Brianna Huff is a recent grad from the University of North Carolina Charlotte and has dedicated her studies to learning about the media of other cultures and languages. She is a frequent volunteer in the global community of Charlotte and uses her Spanish skills to communicate with the latinx community. In her free time she writes and dreams of her next global adventure. You can find her here and on Twitter and Instagram

Hi Brianna! Where were you abroad and what did you do there?

I had the opportunity to frequently visit my parents in Okinawa, Japan over the course of two and a half years. While visiting my parents, I would engage with the local community by eating at their Mom and Pop shops, exploring their traditions and cultures, and taking tours of historical landscapes.

In addition to traveling to Japan, I studied abroad for a semester in Valparaiso and Vina del Mar, Chile. While in Chile, I volunteered with many different nonprofit organizations. I felt the need to give back to the country that had taught me to dance Salsa, to make Completos (which is a hot dog with tomatoes, avocado and mayo oozing on top), and taught English to university and elementary-aged students.

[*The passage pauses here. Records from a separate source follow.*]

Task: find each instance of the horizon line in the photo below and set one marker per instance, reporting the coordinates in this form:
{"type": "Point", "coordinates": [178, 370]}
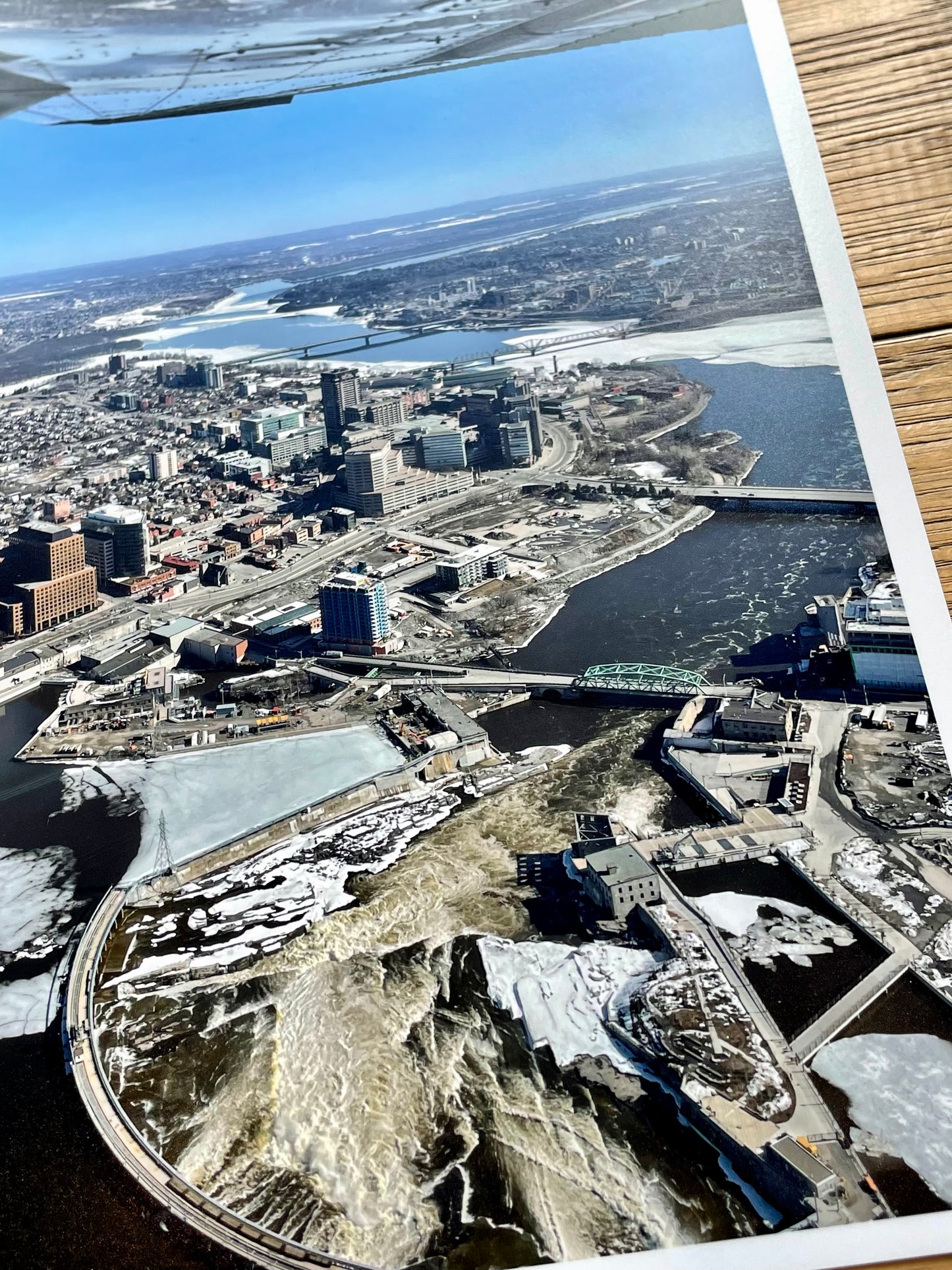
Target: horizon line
{"type": "Point", "coordinates": [395, 216]}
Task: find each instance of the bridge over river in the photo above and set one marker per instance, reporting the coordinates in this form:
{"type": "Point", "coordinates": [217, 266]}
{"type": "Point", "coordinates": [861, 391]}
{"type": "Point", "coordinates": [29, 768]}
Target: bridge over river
{"type": "Point", "coordinates": [625, 682]}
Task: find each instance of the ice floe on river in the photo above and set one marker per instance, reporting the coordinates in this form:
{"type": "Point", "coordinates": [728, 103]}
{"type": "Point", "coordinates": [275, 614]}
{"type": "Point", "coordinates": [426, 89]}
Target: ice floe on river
{"type": "Point", "coordinates": [798, 934]}
{"type": "Point", "coordinates": [900, 1097]}
{"type": "Point", "coordinates": [864, 867]}
{"type": "Point", "coordinates": [564, 993]}
{"type": "Point", "coordinates": [211, 797]}
{"type": "Point", "coordinates": [24, 1005]}
{"type": "Point", "coordinates": [36, 901]}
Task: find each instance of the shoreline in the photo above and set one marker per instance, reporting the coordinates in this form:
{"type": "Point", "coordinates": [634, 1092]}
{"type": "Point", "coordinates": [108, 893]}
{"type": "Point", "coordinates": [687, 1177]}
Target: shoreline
{"type": "Point", "coordinates": [692, 520]}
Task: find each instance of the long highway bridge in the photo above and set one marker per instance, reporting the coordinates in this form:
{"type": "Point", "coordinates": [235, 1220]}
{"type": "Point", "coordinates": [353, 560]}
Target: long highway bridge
{"type": "Point", "coordinates": [809, 498]}
{"type": "Point", "coordinates": [625, 682]}
{"type": "Point", "coordinates": [346, 346]}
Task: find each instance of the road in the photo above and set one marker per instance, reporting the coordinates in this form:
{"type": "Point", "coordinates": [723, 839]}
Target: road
{"type": "Point", "coordinates": [560, 455]}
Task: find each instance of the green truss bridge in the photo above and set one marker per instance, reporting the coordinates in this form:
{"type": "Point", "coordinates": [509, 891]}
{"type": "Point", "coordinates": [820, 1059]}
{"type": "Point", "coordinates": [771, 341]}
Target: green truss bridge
{"type": "Point", "coordinates": [667, 681]}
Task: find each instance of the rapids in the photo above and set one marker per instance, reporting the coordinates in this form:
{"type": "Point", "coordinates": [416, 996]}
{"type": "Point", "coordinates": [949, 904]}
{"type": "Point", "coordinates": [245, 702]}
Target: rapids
{"type": "Point", "coordinates": [360, 1091]}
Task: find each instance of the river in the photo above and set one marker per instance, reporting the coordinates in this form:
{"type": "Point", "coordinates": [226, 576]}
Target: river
{"type": "Point", "coordinates": [738, 578]}
{"type": "Point", "coordinates": [711, 593]}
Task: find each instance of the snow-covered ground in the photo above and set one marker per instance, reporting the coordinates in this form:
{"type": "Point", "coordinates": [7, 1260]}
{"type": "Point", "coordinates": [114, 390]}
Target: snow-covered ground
{"type": "Point", "coordinates": [564, 993]}
{"type": "Point", "coordinates": [865, 868]}
{"type": "Point", "coordinates": [800, 338]}
{"type": "Point", "coordinates": [23, 1005]}
{"type": "Point", "coordinates": [798, 934]}
{"type": "Point", "coordinates": [213, 795]}
{"type": "Point", "coordinates": [900, 1097]}
{"type": "Point", "coordinates": [256, 906]}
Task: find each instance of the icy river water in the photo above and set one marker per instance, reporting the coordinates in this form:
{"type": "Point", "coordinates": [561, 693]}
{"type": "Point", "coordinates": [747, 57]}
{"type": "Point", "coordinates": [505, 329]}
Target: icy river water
{"type": "Point", "coordinates": [714, 592]}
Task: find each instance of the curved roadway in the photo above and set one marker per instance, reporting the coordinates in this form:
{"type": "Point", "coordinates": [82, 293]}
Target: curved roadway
{"type": "Point", "coordinates": [163, 1183]}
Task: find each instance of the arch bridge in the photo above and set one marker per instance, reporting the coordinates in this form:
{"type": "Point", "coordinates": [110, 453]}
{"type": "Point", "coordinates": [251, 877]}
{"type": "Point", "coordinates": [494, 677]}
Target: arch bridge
{"type": "Point", "coordinates": [668, 681]}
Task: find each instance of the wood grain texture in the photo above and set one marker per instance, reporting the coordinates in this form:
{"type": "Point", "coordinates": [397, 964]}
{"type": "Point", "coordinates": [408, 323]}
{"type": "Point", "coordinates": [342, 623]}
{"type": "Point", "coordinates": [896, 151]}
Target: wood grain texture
{"type": "Point", "coordinates": [878, 79]}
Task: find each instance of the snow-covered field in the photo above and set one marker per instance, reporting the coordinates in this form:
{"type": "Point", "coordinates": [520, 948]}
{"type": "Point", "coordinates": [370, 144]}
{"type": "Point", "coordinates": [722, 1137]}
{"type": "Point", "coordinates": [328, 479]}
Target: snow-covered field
{"type": "Point", "coordinates": [213, 795]}
{"type": "Point", "coordinates": [564, 993]}
{"type": "Point", "coordinates": [258, 904]}
{"type": "Point", "coordinates": [800, 338]}
{"type": "Point", "coordinates": [900, 1096]}
{"type": "Point", "coordinates": [798, 934]}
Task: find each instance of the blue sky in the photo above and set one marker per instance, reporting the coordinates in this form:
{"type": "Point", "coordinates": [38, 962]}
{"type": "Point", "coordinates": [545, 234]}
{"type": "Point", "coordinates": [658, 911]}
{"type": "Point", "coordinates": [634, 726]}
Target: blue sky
{"type": "Point", "coordinates": [79, 194]}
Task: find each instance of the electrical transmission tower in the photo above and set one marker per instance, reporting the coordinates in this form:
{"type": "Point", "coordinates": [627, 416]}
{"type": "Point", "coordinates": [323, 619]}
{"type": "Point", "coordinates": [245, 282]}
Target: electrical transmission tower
{"type": "Point", "coordinates": [163, 855]}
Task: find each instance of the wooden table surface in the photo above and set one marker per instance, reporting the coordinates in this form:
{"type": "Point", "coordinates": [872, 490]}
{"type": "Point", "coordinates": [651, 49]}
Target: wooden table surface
{"type": "Point", "coordinates": [878, 79]}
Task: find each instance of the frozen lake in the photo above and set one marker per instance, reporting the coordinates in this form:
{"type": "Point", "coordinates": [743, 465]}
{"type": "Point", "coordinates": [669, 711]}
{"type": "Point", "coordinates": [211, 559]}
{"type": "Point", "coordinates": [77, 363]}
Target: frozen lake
{"type": "Point", "coordinates": [213, 795]}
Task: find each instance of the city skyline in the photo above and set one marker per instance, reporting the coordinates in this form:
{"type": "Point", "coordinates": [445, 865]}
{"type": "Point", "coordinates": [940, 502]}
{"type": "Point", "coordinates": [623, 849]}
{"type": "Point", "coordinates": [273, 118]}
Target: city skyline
{"type": "Point", "coordinates": [111, 193]}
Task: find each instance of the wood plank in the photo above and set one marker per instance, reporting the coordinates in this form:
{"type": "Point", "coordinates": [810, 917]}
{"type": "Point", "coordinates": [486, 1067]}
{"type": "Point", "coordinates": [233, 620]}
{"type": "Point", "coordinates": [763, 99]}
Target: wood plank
{"type": "Point", "coordinates": [878, 80]}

I also volunteered with Techo, a nonprofit similar to Habitat for Humanity. As a volunteer I had the opportunity to sleep and work in the hottest, driest desert in the world, El Atacama. Another nonprofit I volunteered with as an English tutor and a surf guru was Valpo Surf Project. With this nonprofit I learned how to surf and taught surfing in the freezing waters of Con Con.

When did the idea of reverse culture shock get on your radar? Did you have any re-entry shock preparation, training or debriefing?

As a child of a Marine, I have constantly moved every two to four years. At this point in time, I knew how to re-enter my “home” society – or at least I thought I did. When I was in Japan, I fell in love with its beauty and its people’s culture. But, after returning to the United States I readjusted quickly. I cannot say the same occurred when I arrived “home” from Chile.

I have had thoughts of returning to Chile since the day I left. Unlike in Japan, I became friends with the locals in Chile and we created many memories. While volunteering with Techo, I met my hermanita (sister in Spanish) Francisca. We had an instantaneous connection. Although my Spanish was intermediate she took the time to explain everyday situations to me and helped me practice my Spanish. Over the course of my remaining two months we frequently travelled to other places in Chile including Concepcion and Los Angeles, two cities in the south of Chile, and Papudo, a city where the sea and land meet – or at least that is what I coined it.

The idea of re-entry occurred to me when my university’s study abroad office offered a re-entry program for those returning from studying abroad. I decided to go and learn about how I can use my experience of studying abroad in the workforce, on my resume, and in interviews. I enjoyed participating because it prepared me for and helped me get over reverse culture shock.

Two young girls lying on top of a blue poster in Chile.

What was your re-entry experience like?

The day I re-entered the U.S. my friend and I went to a fast food restaurant. When I attempted to order I said, “Yo quiero…” this is how you order food at restaurants in Spanish. I had forgotten how to speak English because I was constantly speaking Spanish to my friends and host family in Chile. I was embarrassed and nervous that I would not remember my native language. It did take a while to transition but it was a successful one. I surrounded myself with my extended family and frequently ate at Mexican restaurants. At those restaurants I would practice Spanish with the waiter or the owner.

What do you know *now* about re-entry shock that you wish you’d known earlier?

I wish I would have known about reverse culture shock before returning. I was a little shocked by some of the social etiquettes we have in the South. For example, I eat with a fork and knife at every meal, a technique I thought was observed for the Europeans or at fancy restaurants. I am also more direct with requests and in speaking with others in lieu of “beating around the bush”.

What tips do you have for others who are about to go through re-entry shock?

Here are tips I have for those who are re-entering the U.S.:

  1. Continue to practice your language skill if you gained one.
  2. Be engaged with your local global community.
  3. Find others who have similar experiences to talk about them with. Most people find it difficult to talk to their friends or family because they have changed while others may have remained the same.
  4. Become a source of information for others interested in going abroad
  5. Use what you learned abroad and apply it to your everyday life.

And… just for fun: if re-entry were a food what would it be? Why?

If reentry was a food it would be a tart. Tarts are bitter to the taste, but sweet in the end.

Thanks for sharing your re-entry story, Brianna!